The car suffered from Lee Iaccoca's 'rule of 2000', or 2000 pounds max weight and $2K total price for it and why once the engineers began to hound him about numerous inhouse crash test failures he never batted an eye and shoved the car right on through production. Notice he got scads of praise for the Mustang but not a word about his work on the Pinto, it was his baby as well. The Pinto was known as the first corporate liability to where a company actually had to come up with an average value in $$$$ for a human life, some 600-700 people died in them due to fires after collisions.

VERY similar to the DCT transmission fiasco (no deaths involved there yet) Ford is now going through and it will cost them hundreds of millions, one quote said a possible 3 billion dollars in losses there and 1 1/2 million bad cars all needing new transmissions where none exist. I would NOT want to own a big chuck of Ford stock right now.
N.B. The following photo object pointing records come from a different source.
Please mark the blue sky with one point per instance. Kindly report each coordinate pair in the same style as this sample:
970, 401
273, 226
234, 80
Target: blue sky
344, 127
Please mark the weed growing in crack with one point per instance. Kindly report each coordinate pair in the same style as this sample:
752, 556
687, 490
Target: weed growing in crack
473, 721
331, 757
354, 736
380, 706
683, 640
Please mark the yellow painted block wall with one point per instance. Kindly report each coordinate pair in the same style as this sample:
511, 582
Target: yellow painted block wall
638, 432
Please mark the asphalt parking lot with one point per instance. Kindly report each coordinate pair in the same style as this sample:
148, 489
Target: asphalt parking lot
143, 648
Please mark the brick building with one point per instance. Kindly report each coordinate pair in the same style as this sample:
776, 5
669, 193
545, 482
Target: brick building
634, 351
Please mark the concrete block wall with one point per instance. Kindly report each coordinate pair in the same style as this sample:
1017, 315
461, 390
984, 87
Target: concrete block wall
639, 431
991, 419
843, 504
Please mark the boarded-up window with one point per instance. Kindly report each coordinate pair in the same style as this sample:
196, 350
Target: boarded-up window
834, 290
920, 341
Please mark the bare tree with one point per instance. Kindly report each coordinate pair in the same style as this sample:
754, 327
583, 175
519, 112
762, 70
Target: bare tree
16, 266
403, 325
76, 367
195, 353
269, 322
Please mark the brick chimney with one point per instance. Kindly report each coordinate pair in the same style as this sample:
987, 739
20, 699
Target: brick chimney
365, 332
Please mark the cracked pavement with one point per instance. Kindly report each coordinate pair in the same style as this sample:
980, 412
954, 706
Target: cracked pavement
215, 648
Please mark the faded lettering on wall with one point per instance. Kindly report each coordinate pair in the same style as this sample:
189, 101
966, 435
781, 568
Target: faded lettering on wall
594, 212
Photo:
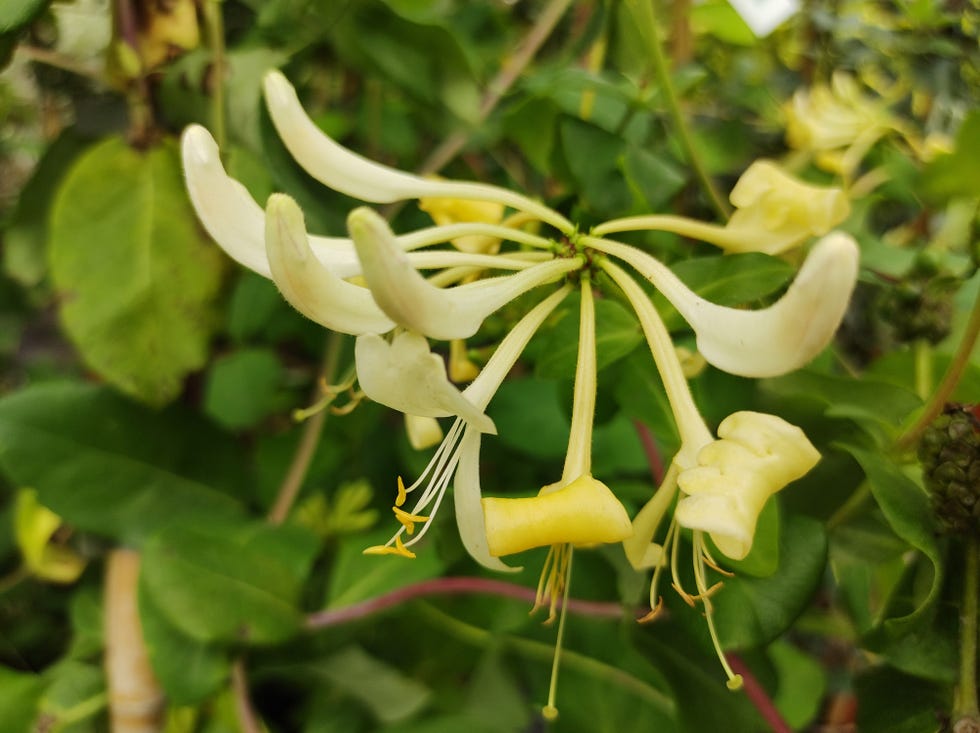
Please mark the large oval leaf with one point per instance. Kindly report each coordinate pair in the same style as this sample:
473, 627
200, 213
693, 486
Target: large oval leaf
135, 275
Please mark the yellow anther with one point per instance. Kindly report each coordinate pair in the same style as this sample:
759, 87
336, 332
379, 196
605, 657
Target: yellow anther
408, 520
657, 610
398, 549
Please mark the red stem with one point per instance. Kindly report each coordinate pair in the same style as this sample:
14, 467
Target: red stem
758, 696
654, 458
450, 586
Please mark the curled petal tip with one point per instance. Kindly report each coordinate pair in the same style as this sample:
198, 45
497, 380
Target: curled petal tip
198, 146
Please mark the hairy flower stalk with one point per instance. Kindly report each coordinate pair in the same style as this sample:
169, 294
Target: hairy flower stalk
398, 292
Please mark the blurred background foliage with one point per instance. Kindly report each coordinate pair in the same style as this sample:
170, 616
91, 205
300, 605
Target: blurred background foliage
147, 385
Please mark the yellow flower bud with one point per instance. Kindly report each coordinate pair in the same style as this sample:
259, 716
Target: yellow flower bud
756, 456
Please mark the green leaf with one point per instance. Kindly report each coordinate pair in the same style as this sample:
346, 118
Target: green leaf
112, 467
15, 13
728, 280
25, 240
955, 174
891, 702
227, 584
244, 387
593, 156
135, 274
753, 611
20, 693
189, 671
653, 178
907, 509
617, 334
388, 694
357, 577
529, 417
802, 684
868, 402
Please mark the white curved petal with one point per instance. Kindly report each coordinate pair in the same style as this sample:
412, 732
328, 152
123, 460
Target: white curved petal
311, 288
407, 376
227, 211
777, 339
233, 218
345, 171
469, 508
410, 301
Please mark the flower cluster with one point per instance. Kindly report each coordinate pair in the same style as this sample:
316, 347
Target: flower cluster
395, 293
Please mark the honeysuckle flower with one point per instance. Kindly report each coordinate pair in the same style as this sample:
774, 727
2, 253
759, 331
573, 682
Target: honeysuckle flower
422, 432
350, 173
774, 212
775, 340
584, 512
451, 211
755, 456
414, 303
839, 124
395, 297
458, 455
34, 526
406, 375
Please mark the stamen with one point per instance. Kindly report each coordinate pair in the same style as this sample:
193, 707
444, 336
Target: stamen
398, 549
408, 520
734, 680
550, 711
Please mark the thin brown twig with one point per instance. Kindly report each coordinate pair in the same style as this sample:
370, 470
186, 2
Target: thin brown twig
758, 696
500, 85
450, 586
248, 721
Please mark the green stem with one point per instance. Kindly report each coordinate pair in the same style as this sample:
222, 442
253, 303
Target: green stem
966, 709
14, 578
312, 429
949, 382
647, 21
215, 30
543, 652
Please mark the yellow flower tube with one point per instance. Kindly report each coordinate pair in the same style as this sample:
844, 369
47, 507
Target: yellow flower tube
584, 512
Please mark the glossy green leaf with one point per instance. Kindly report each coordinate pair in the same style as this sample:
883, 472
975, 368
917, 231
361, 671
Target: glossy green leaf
752, 611
729, 280
617, 334
188, 670
907, 509
244, 387
802, 684
389, 694
109, 466
20, 693
135, 275
227, 583
954, 174
867, 402
891, 702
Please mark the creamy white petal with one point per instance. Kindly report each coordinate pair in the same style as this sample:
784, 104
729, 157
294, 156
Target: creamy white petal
345, 171
469, 508
482, 389
230, 214
406, 376
416, 304
310, 287
771, 341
https://www.freep.com/in-depth/mone...-focus-fiesta-transmission-defect/1671198001/


----------



## StarshipClass (Aug 13, 2003)

The formula is pretty well explained here:


----------



## Zombie_61 (Apr 21, 2004)

I am Jack's complete lack of surprise.


----------



## HagMan (6 mo ago)

My grandma had an orange color Pinto wagon with the plastic wood looking trim on the sides. She always took her dog "Sheeba", an Alaskan Husky in it many places. You knew when you rode in grandmas high performance wagon because when you got out, you would have "Sheena" hair all over your clothes-


----------